Liechtenstein protestiert gegen das schweizerische Vorgehen gegenüber Rudolf Ruscheweyh


Note der Regierung an das Eidgenössische Politische Departement, Abteilung für Auswärtiges [1]

22.9.1945

Die fürstliche Regierung beehrt sich die Aufmerksamkeit des Eidgenössischen Politischen Departementes auf folgende Angelegenheit zu lenken.

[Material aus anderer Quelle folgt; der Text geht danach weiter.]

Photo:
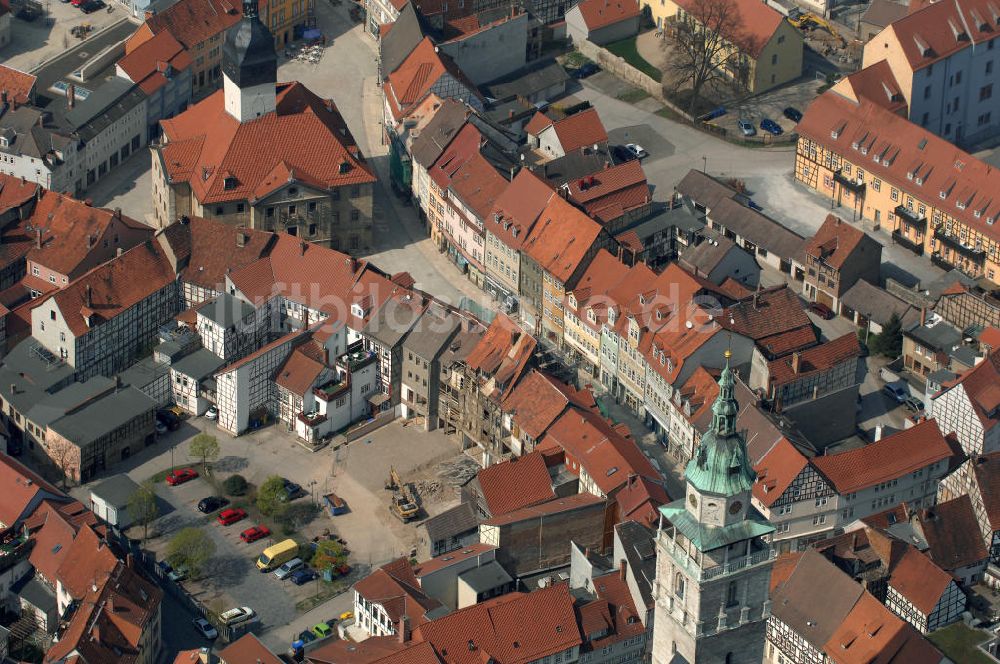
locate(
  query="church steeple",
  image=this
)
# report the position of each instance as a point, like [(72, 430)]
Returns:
[(249, 67)]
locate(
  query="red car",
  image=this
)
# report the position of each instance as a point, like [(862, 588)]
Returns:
[(181, 475), (231, 516), (255, 533)]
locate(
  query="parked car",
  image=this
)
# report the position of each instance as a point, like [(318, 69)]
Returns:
[(169, 418), (793, 114), (588, 69), (181, 475), (255, 533), (205, 628), (322, 630), (285, 570), (898, 391), (231, 516), (302, 576), (637, 150), (771, 127), (236, 615), (212, 503), (821, 310)]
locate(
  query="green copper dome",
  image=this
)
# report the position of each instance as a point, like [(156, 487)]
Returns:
[(720, 464)]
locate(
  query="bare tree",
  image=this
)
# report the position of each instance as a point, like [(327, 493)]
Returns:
[(707, 37)]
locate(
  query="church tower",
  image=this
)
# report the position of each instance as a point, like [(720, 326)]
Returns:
[(249, 67), (713, 565)]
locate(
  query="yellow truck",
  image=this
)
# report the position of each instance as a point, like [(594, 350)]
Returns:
[(277, 555)]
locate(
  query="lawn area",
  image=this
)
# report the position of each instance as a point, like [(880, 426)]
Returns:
[(959, 642), (626, 49)]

In Schaan, Liechtenstein hat seit dem 29. März 1940 der deutsche Reichsangehörige Rudolf Ruscheweyh Wohnsitz. Im Zuge der fremdenpolizeilichen Vereinbarung zwischen der Schweiz und dem Fürstentum Liechtenstein vom Jahre 1941 [2] ist das Aufenthaltsverhältnis Ruscheweyhs erstmals am 19. Jänner 1944 von der eidgenössischen Fremdenpolizei in Bern bestätigt worden und zwar für die Dauer eines Jahres als Toleranzbewilligung. [3] Bei Ablauf dieses Jahres hat Rudolf Ruscheweyh durch seinen Vertreter um die Erneuerung der Toleranzbewilligung gebeten. [4] Gemäss den bestehenden Vorschriften hat die fürstliche Regierung die neue Toleranzanzeige der Eidgenössischen Fremdenpolizei in Bern mit dem Antrage auf Zustimmung für ein weiteres Jahr übermittelt. Im Laufe dieser Verhandlungen hat die Eidgenössische Fremdenpolizei mit Schreiben vom 14. Februar 1945 der fürstlichen Regierung mitgeteilt, dass sie einer weiteren provisorischen Toleranzbewilligung nur zustimmen könnte, wenn Ruscheweyh einen Betrag von Fr. 10'558'270.11 bis zur Abklärung eines Clearingstreites sicherstelle. [5] Ruscheweyh erhielt die Auflage, sich unverzüglich mit der Schweizerischen Verrechnungsstelle in Zürich in Verbindung zu setzen, damit die Art und Weise der Sicherstellung festgesetzt werden könne. In der gleichen Note teilte die Eidgenössische Fremdenpolizei mit, dass nach Mitteilung von gut informierter Stelle sich Ruscheweyh auf der französischen Kriegsverbrecherliste befinden soll. Das Schreiben der Eidgenössischen Fremdenpolizei wurde mit Schreiben der fürstlichen Regierung vom 28.3.1945 beantwortet. Die fürstliche Regierung legt eine Abschrift dieses Schreibens bei. [6] In der Folge zeigte es sich, dass es richtig gewesen war, die Forderung wegen Einzahlung der 10 Millionen nicht an Herrn Ruscheweyh weiterzugeben, da es sich herausstellte, dass dieser Streit allein die Firma Werkzeugmaschinenfabrik Oerlikon, Bührle & Co. betraf, in keiner Weise aber Herrn Ruscheweyh. [7]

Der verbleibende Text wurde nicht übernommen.